AE My work is based on types of research that can significantly differ from each other. I read an awful lot, then I write, and from that I develop the form of the medium. But there are exceptions: last year a curator asked me if I wanted to do an exhibition in a public space. I immediately knew that I wanted to make reference to the CDU car that drove through Neukölln in 2021 covered in racist remarks. Once I took my nose surgery as the basis for one of my works because the responses around me were so extreme and varied. Then I thought: I’ll do a performance that will become a video work.


TW Do you work with ChatGPT?
AE Yes. I’ve been working with it since it became available. It certainly will revolutionize both work and art. The big tech bros think that they’re only distributing information, but these algorithms also structure information. ChatGPT will be a topic in my upcoming exhibition at Kunstverein Braunschweig in December 2023. It deals with the way algorithms structure our internet. Tag words, keywords, safe searches, and ChatGPT allegedly make sure that our digital architecture is super woke, but ultimately it reproduces many of the prejudices that are deeply rooted in our society. ChatGPT is an awesome playground, but you can only hope that human rights will be respected and that the tech companies that study our reality make their algorithms transparent and open.
TW You frequently use glitch aesthetics. Why?
AE I work with precarious assemblages, which is to say, I myself am sometimes more, sometimes less precarious; the people I work with are sometimes more, sometimes less precarious; and the materials I use are also mostly precarious. This stems from my habit of appropriating things for which I don’t have the sufficient capital. For “Tools for Conviviality” we worked with a 360-degree-camera. It was a cheap GoPro, which we could only afford because the camera has been turned from a high-tech medium into a democratic tool into a mass technology. When I work with other people, I’d rather pay decent salaries than use expensive materials. Though I sometimes also use 3D prints. But generally the use of technology derives from an idealistic desire to ensure that my working processes are ethically correct.

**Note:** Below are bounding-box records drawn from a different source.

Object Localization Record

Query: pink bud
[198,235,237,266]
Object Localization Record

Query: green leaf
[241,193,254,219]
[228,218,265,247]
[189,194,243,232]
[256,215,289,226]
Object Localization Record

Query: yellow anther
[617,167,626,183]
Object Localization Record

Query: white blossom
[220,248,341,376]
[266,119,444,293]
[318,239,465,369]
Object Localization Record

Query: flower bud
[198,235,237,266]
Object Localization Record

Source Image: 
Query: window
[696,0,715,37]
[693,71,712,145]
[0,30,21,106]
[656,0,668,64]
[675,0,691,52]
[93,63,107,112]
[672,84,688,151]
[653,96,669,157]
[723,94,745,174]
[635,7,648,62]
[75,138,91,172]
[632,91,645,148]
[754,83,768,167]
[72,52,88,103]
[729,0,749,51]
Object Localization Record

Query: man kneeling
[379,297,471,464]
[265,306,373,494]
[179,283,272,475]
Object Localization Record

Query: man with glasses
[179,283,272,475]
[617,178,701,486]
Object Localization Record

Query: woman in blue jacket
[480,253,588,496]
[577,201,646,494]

TW The glitch presupposes a malfunction. Do you understand this as mere coincidence, or do you see meaning in it?
AE For me the glitch is a metaphor for the impossibility of translation; I work with glitches and layers to emphasize that what is shown is my subjective perspective and that misunderstandings are part of the process. We’re all people; we make mistakes; we all come from contaminated contexts. With this in mind, I consider the glitch an analogy for how our knowledge and the way we speak to each other gets recycled and ruptures.
Why are people in culture paid so much worse than in other sectors?
TW What’s the task of institutions in your view?
AE Generally, I believe that it’s the task of an institution to establish a discourse that cannot be offered in other contexts and to represent an urban space. Even though many things have changed, and institutions have created new forms of access, certain groups still feel unwelcome in museums. Aside from representation, which is essential, it’s also important to ask how you can facilitate access to this world, how you can create a fair working context. The art world is already highly precarious, which is a huge societal problem. Why are people in culture paid so much worse than in other sectors? At the same time it’s an extreme privilege to work in this world and to even have the time to engage with it. In other words, you have to consider the context in which you’re complaining.